新中計の25/3期売上高850億円、営利60億円目標は信号の増額でも達成ハードル高い
同社は昨年、「中期経営計画2025」を発表、2事業の拡大と新規事業へのチャレンジで25/3期に売上高850億円、営利60億円を目指すとした。今回、中計初年度で計画未達成、24/3期についても未達想定となっているが、会社側では中計予想を変更しなかった。
しかし現状、パワエレで半導体市場がメモリ中心に調整が長引く見通しから、24/3期会社予想累計での進捗率がパワエレの半導体については23/3期、24/3期売上累計201億円(計画比78%)、中計3年累計比46%、受注も2年累計197億円(同76%)、中計3年累計比45%に過ぎない。今後、下期からの半導体の回復を見込んでも、25/3期については生産能力の上限もあるとみられ、達成は難しいと言わざるを得ない。一方で、信号システムは国内ではJR向け、関西のホームドアなどが好調、海外もインドなどで継続案件があり、全体として中計を上回る収益が見込まれる。
全体を通じ、パワーエレクトロニクスの未達成、信号システムの増額修正が見込まれ、売上面では中計達成が可能も、MIX悪化で利益面では中計の達成にはかなりな努力が必要とみられる。

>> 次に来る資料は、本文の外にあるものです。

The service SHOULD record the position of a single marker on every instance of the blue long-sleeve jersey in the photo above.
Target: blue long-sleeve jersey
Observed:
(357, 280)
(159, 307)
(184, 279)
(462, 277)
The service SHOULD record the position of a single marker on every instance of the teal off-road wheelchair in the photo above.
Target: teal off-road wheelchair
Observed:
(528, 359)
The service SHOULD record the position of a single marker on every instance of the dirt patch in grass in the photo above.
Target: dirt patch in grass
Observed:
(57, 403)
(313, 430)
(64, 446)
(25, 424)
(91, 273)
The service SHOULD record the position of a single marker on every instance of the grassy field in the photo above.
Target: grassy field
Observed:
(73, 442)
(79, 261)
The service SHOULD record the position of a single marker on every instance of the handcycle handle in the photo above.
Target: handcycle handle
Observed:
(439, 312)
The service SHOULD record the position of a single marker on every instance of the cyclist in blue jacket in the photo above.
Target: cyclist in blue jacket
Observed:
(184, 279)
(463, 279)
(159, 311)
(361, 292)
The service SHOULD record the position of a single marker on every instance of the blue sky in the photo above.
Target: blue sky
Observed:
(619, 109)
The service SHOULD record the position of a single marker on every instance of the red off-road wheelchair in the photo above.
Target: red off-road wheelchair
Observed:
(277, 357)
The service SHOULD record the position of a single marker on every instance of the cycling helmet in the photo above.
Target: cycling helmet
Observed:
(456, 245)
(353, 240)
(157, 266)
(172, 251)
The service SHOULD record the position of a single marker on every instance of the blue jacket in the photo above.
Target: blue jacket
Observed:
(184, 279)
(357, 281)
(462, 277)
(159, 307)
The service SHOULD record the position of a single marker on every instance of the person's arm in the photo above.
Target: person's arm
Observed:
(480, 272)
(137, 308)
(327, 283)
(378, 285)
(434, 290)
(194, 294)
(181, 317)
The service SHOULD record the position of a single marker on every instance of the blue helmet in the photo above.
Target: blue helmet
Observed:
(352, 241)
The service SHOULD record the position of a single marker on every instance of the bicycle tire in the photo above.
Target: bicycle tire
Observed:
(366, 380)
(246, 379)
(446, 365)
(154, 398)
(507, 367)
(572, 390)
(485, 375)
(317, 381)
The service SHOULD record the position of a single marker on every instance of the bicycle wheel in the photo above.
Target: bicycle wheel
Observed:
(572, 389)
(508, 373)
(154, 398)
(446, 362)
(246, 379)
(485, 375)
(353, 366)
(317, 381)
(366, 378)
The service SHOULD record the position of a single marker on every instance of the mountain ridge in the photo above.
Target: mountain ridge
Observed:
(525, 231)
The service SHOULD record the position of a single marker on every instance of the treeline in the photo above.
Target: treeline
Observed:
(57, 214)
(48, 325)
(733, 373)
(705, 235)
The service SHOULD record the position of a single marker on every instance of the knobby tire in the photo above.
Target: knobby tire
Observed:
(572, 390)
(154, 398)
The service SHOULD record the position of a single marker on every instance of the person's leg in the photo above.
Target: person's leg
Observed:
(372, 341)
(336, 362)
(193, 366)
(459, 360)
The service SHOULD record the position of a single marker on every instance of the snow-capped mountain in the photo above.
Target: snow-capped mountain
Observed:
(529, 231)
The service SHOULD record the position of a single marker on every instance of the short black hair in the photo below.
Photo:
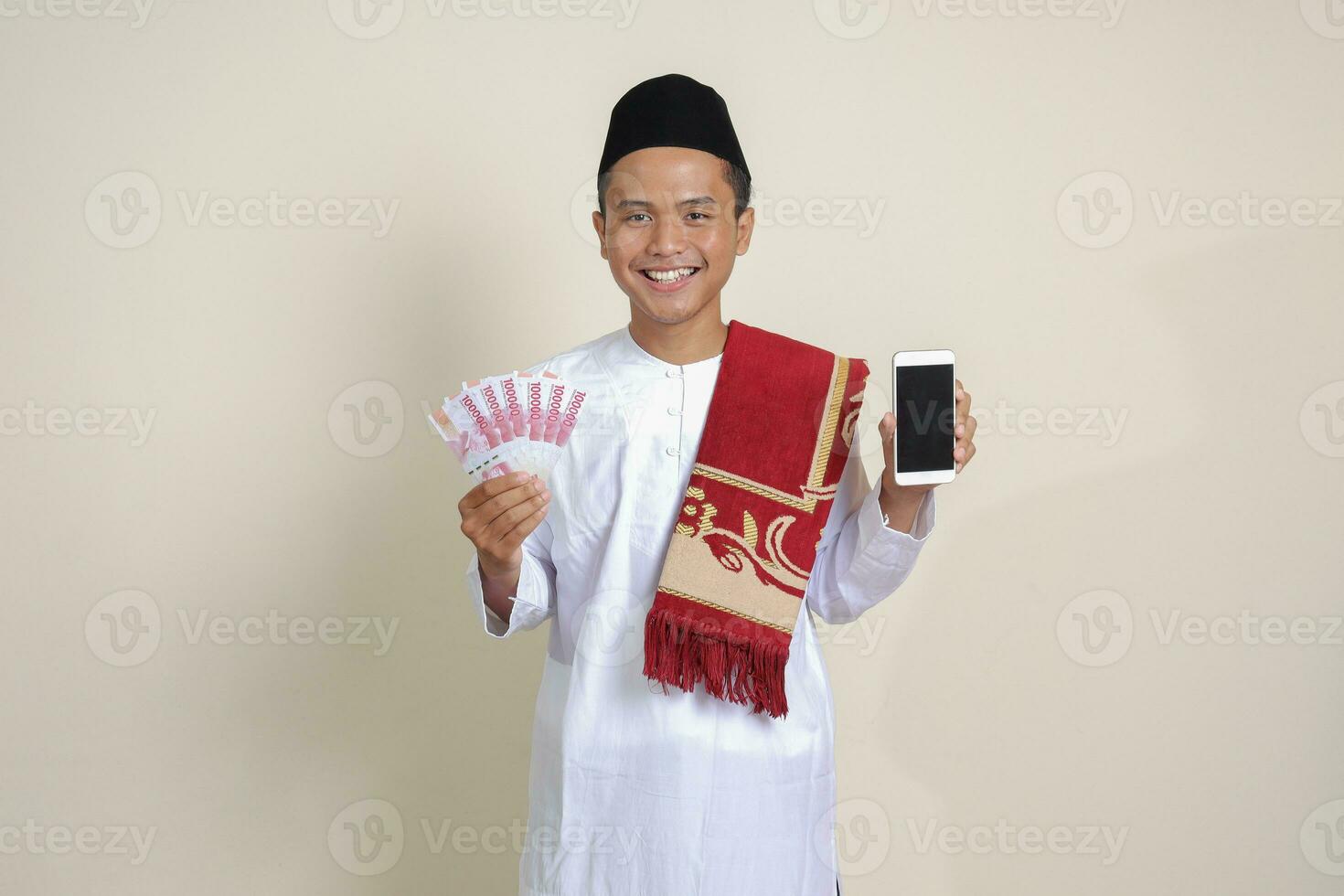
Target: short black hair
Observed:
(738, 180)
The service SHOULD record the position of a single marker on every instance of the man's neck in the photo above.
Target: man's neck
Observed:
(691, 340)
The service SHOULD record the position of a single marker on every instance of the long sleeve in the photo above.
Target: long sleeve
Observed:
(534, 601)
(860, 560)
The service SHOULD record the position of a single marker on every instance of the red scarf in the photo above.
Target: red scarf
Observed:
(773, 449)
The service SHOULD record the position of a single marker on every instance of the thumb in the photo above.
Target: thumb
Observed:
(887, 429)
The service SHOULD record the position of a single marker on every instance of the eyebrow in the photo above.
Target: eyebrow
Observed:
(644, 203)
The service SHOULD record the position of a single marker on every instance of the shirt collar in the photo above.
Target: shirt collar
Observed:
(629, 349)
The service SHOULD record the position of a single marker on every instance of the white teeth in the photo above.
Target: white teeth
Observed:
(668, 275)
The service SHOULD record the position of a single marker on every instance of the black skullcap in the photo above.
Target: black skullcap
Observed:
(671, 111)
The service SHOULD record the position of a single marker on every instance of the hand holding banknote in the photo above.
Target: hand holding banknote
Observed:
(508, 432)
(497, 515)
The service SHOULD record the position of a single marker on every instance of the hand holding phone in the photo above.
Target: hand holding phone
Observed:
(923, 400)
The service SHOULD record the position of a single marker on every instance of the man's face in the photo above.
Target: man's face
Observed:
(669, 234)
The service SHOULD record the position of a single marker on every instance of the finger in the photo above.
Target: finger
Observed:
(966, 427)
(519, 534)
(491, 488)
(971, 453)
(502, 503)
(507, 521)
(887, 429)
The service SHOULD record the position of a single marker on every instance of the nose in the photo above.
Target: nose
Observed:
(667, 237)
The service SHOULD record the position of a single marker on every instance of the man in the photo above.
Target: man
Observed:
(637, 789)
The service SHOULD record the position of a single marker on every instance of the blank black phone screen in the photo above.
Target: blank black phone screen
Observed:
(926, 415)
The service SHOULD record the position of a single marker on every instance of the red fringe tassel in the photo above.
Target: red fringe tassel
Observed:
(682, 652)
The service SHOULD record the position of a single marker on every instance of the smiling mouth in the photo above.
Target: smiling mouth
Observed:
(669, 277)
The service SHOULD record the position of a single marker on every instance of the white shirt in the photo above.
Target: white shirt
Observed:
(634, 792)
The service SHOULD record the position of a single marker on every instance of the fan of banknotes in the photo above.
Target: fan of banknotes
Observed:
(507, 423)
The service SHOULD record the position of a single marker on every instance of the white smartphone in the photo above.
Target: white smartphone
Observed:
(923, 398)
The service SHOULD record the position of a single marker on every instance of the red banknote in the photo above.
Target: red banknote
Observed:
(509, 422)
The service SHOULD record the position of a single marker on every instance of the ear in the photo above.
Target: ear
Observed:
(746, 223)
(600, 226)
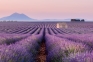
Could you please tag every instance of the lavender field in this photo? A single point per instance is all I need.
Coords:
(64, 42)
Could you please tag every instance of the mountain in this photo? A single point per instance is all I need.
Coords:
(16, 17)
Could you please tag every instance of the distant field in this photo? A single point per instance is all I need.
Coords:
(46, 41)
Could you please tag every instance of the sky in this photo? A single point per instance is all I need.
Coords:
(48, 9)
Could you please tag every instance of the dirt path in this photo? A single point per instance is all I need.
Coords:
(41, 57)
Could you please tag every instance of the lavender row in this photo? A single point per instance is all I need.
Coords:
(59, 48)
(22, 51)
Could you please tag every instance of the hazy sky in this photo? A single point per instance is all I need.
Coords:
(43, 9)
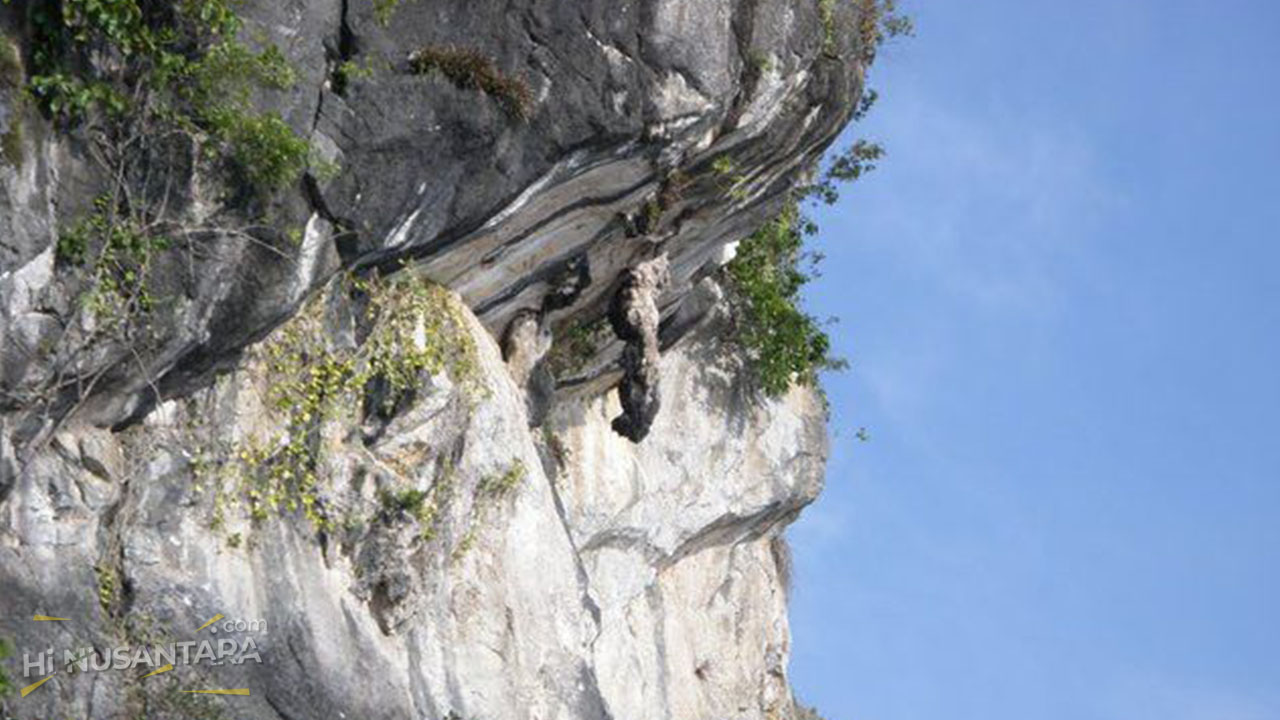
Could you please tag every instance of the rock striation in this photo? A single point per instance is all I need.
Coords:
(324, 438)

株価は24/3期会社予想EPS44.64円に対しPER11.6倍はプライム電機平均PER19.1倍に対し、年初来高値更新ながら割安感がある。また日本信号14.3倍に対しても割安感があるものの、半導体RF電源国内最大手のダイヘン10.3倍、2位のアドテックプラズマ10.82倍と比較し同様な水準にある。現状、同社は信号事業の性格上、上期までは確実に営業赤字となる業態で有り、しかも今期は半導体部門の収益拡大が期待薄のため、当面は追加の好材料が出にくい局面にある。しかも同社は中計達成について利益面でのハードルが高いとみられ、会社側でも中間決算で改めて中計について言及がなされる(減額改定)可能性もある。このためPBR0.7ではあるものの、従来のややポジティブから中立に対応を変更したい。